Morgan published the Spanish phonetics textbook Sonidos en contexto: Una introducción a la fonética del español con especial referencia a la vida real in 2010. He has also co-edited two volumes, written book chapters, and published articles in journals such as Spanish in Context, Probus, and Studies in Romance Linguistics. He has delivered keynote addresses at conferences such as the Foreign Language Association of Virginia and Laboratory Approaches to Spanish Phonetics and Phonology and presented at the Hispanic Linguistics Symposium, the Workshop on Spanish Sociolinguistics, the Asociación de Lingüística y Filología de América Latina, and the Sociolinguistics Symposium, among others. Morgan has received multiple awards, including the Carnegie Foundation's Ohio Professor of the Year, the Alumni Award for Distinguished Teaching (awarded twice), and the Friend of the Foreign Language Association of Virginia Award.

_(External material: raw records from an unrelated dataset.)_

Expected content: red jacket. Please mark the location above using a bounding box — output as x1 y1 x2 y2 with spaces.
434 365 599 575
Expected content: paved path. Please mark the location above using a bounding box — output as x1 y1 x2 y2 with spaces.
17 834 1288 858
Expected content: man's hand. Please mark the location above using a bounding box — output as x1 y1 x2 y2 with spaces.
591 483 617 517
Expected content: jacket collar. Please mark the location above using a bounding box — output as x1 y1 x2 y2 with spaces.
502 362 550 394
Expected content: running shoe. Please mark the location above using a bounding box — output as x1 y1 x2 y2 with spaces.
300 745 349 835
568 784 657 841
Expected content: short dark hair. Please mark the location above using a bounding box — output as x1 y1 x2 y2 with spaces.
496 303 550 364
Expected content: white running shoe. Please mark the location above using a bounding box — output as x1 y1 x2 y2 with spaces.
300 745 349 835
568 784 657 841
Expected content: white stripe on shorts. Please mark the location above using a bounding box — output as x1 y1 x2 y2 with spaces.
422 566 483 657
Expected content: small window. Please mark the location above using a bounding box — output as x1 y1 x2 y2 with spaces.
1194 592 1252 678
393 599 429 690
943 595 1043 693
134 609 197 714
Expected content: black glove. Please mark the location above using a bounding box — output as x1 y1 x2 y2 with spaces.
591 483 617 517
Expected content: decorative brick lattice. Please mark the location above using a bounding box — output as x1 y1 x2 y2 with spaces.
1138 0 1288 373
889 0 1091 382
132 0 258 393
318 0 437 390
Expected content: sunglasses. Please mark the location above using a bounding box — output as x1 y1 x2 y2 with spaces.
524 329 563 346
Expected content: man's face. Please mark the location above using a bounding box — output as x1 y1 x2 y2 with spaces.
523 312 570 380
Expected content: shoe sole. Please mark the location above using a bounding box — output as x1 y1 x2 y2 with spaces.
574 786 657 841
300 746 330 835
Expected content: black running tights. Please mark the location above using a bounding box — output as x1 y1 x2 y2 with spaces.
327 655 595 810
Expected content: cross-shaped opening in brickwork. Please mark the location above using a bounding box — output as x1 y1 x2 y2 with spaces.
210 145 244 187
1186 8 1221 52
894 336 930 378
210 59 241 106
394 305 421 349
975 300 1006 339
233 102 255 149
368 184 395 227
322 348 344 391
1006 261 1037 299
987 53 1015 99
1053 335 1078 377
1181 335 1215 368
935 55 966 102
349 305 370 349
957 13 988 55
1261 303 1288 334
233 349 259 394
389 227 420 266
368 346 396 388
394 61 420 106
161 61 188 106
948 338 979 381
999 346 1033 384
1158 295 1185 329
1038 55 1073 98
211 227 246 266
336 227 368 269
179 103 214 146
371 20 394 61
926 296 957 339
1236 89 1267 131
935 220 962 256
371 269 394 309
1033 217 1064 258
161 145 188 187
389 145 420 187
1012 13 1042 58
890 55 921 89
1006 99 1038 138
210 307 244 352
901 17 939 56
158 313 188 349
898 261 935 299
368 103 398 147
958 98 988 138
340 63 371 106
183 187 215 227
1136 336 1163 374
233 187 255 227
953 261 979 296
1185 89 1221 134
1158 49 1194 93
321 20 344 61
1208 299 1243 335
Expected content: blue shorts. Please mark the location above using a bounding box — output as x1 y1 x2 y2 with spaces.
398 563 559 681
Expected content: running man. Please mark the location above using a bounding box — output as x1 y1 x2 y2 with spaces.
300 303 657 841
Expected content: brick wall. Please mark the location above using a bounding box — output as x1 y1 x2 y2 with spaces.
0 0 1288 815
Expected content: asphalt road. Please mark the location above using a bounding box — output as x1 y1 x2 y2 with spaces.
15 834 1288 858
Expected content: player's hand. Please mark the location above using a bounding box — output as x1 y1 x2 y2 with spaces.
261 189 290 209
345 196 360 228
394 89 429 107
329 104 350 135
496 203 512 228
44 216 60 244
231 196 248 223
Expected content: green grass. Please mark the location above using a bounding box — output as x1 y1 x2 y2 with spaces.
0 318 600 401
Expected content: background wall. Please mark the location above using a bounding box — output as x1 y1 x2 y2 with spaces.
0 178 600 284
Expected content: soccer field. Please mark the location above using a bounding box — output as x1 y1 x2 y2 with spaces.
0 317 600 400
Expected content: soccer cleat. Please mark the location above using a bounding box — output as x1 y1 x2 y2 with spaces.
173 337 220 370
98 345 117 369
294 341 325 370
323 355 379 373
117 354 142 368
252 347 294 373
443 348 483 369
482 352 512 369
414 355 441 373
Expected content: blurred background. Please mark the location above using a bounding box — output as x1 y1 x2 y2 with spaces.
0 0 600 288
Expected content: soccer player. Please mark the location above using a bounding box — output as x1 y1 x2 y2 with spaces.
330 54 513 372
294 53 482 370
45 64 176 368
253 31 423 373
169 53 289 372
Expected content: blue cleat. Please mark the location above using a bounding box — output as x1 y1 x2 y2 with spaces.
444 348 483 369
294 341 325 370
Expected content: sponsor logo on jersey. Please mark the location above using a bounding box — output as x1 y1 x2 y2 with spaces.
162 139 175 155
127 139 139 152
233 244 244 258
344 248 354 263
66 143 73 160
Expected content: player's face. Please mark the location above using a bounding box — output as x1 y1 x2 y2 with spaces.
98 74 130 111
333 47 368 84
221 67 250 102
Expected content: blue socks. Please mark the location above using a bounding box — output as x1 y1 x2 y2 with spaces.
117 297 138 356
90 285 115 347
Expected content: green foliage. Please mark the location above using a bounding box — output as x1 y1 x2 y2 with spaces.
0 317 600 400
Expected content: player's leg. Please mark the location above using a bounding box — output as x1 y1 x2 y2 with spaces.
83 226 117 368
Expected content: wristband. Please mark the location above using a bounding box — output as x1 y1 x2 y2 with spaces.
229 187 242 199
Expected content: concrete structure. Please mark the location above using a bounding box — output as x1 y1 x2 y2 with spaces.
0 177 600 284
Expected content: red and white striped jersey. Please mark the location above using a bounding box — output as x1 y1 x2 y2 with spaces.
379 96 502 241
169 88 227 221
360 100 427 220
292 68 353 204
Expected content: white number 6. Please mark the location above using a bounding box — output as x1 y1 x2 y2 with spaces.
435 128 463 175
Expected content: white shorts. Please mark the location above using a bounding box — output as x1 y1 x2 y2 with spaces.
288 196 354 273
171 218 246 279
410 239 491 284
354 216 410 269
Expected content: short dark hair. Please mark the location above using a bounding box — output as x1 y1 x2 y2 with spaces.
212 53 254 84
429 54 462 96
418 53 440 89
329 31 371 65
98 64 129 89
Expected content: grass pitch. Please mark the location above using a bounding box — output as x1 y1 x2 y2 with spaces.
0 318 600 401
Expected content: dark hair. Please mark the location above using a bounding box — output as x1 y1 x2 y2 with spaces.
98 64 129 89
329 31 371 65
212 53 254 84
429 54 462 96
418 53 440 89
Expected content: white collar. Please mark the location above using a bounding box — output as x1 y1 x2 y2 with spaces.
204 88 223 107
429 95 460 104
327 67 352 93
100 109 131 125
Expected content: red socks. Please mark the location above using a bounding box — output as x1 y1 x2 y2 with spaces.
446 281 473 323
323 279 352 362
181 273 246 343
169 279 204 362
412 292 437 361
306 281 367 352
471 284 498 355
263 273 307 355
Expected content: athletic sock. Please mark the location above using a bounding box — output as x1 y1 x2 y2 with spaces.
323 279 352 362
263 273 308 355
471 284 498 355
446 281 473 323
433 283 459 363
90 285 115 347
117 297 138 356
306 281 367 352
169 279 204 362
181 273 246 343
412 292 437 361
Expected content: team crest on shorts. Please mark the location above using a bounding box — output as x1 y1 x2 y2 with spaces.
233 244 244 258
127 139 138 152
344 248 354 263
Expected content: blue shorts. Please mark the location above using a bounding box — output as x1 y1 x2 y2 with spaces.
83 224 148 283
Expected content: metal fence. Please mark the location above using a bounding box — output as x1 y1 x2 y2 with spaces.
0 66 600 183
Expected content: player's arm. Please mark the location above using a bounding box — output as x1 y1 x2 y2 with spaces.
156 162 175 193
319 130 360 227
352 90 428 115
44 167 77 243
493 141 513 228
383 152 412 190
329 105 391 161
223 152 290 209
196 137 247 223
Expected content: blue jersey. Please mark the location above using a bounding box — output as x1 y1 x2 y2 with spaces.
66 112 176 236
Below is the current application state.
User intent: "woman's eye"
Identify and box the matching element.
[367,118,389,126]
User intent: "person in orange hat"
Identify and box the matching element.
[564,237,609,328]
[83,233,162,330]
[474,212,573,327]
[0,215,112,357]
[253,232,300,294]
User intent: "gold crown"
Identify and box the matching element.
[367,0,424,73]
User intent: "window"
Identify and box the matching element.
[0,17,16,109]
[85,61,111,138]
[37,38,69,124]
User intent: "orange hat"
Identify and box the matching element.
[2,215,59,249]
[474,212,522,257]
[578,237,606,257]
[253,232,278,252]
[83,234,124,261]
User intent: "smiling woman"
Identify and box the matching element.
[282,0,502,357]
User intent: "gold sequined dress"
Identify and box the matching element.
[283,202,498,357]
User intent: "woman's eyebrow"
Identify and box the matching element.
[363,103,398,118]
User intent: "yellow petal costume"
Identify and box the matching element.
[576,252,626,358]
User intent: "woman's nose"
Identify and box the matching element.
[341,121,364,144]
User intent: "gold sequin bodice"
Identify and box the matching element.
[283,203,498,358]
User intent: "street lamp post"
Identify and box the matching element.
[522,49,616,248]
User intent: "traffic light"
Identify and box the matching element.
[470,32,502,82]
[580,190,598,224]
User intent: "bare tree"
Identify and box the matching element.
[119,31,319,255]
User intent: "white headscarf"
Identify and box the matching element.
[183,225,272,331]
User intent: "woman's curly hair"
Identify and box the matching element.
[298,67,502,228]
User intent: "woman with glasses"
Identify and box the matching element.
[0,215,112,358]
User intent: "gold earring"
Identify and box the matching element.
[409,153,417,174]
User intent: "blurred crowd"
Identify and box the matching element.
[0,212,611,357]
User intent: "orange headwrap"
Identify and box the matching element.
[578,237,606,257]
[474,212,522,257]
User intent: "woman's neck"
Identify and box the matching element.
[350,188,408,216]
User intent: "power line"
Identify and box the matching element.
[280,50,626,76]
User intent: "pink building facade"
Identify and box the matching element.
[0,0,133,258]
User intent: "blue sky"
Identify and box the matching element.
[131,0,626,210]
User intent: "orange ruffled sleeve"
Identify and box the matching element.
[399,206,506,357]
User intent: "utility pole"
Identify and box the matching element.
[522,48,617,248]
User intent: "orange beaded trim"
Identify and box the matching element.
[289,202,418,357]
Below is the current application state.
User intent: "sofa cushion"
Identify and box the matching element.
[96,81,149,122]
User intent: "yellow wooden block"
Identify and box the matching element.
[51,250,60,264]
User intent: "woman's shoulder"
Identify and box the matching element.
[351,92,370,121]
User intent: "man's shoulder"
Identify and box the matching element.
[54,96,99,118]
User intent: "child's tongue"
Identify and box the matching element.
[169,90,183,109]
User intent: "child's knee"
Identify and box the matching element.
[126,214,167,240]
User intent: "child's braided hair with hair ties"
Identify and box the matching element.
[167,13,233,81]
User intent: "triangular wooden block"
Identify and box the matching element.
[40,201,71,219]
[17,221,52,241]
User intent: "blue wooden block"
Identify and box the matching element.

Morgan is the creator of the website Voices of the Hispanic World, an interactive collection of interviews with people from around the Spanish-speaking world designed to give Spanish teachers and students a way to experience Spanish dialects firsthand.

=== Summer Seminars Abroad for Spanish Teachers ===
In 1991, Morgan founded the Ohio State University Summer Seminars Abroad for Spanish Teachers (SSAST), an intensive two-week seminar that teaches primary and secondary school teachers of Spanish about Hispanic linguistics. The seminar has been held throughout the Spanish-speaking world. Previous locations include Cuernavaca, Mexico; Quito, Ecuador; San José, Costa Rica; Valencia, Spain; Santiago de los Caballeros, Dominican Republic; Santiago, Chile; Asunción, Paraguay; Antigua, Guatemala; Cochabamba, Bolivia; Granada, Nicaragua; Córdoba, Argentina; Lima, Peru; Barranquilla, Colombia; and Havana, Cuba.

== Personal life ==
Morgan grew up in Hampton, Virginia, where he graduated from Kecoughtan High School in 1975. While studying abroad in Valencia, Spain, he met Esperanza Roselló and the two have been married since 1980. The couple has two sons, Caleb and Rubén.

== Selected publications ==
- Morgan, T. A., & Schwenter, S. A. (2016). Vosotros, ustedes, and the myth of the symmetrical Castilian pronoun system. Inquiries in Hispanic Linguistics: From theory to empirical evidence, 12, 263.
- Morgan, T. A., & Sessarego, S. (2016). A phonetic analysis of intervocalic /r/ in Highland Bolivian Spanish. Spanish in Context, 13(2), 195-211.
- Morgan, T. A. (2010). Sonidos en contexto: Una introducción a la fonética del español con especial referencia a la vida real. New Haven, Connecticut: Yale University Press.
- Morgan, T. A. (2006). On the teaching of Spanish pronunciation. In Selected Proceedings of the 2nd Conference on Laboratory Approaches to Spanish Phonetics and Phonology, 119-130.
- Díaz-Campos, M., & Morgan, T.A. (2002). On the production and perception of Spanish palatal obstruents: An acoustic phonetic study with implications for phonology, dialectology, and pedagogy. In J. Lee, K. Geeslin, & J.C. Clements (eds.), Structure, Meaning and Acquisition in Spanish. Somerville, Massachusetts: Cascadilla Press. 244-268.
- Beckman, M., Díaz-Campos, M., McGory, J. T., & Morgan, T. A. (2002). Intonation across Spanish, in the Tones and Break Indices framework. Probus, 14(1), 9-36.
- Morgan, T. A. (2000). The curious pedigree of Spanish orthographic h. In H. Campos et al. (Eds.). Hispanic Linguistics at the Turn of the Millennium: Papers from the 3rd Hispanic Linguistics Symposium (pp. 144–154). Somerville, Massachusetts: Cascadilla Press.
- Morgan, T.A. (1998). The linguistic parameters of /s/ insertion in Dominican Spanish: A case study in qualitative hypercorrection. Perspectives on Spanish Linguistics, 3, 79-96.
- Laeufer, C. & Morgan, T. A. (Eds.) (1992). Theoretical Analyses in Romance Linguistics. Amsterdam: John Benjamins.
- Morgan, T. A., & Janda, R. D. (1989). Musically-conditioned stress shift in Spanish revisited: Empirical verification and nonlinear analysis. In C. Kirschner & J. DeCesaris (eds.), Studies in Romance linguistics: Selected proceedings from the 17th Linguistic Symposium on Romance Languages. Amsterdam: John Benjamins. 273-288.
- Morgan, T.A., J.F. Lee, & B. VanPatten (eds.). (1987). Language and Language Use: Studies in Spanish. Lanham, Maryland: University Press of America.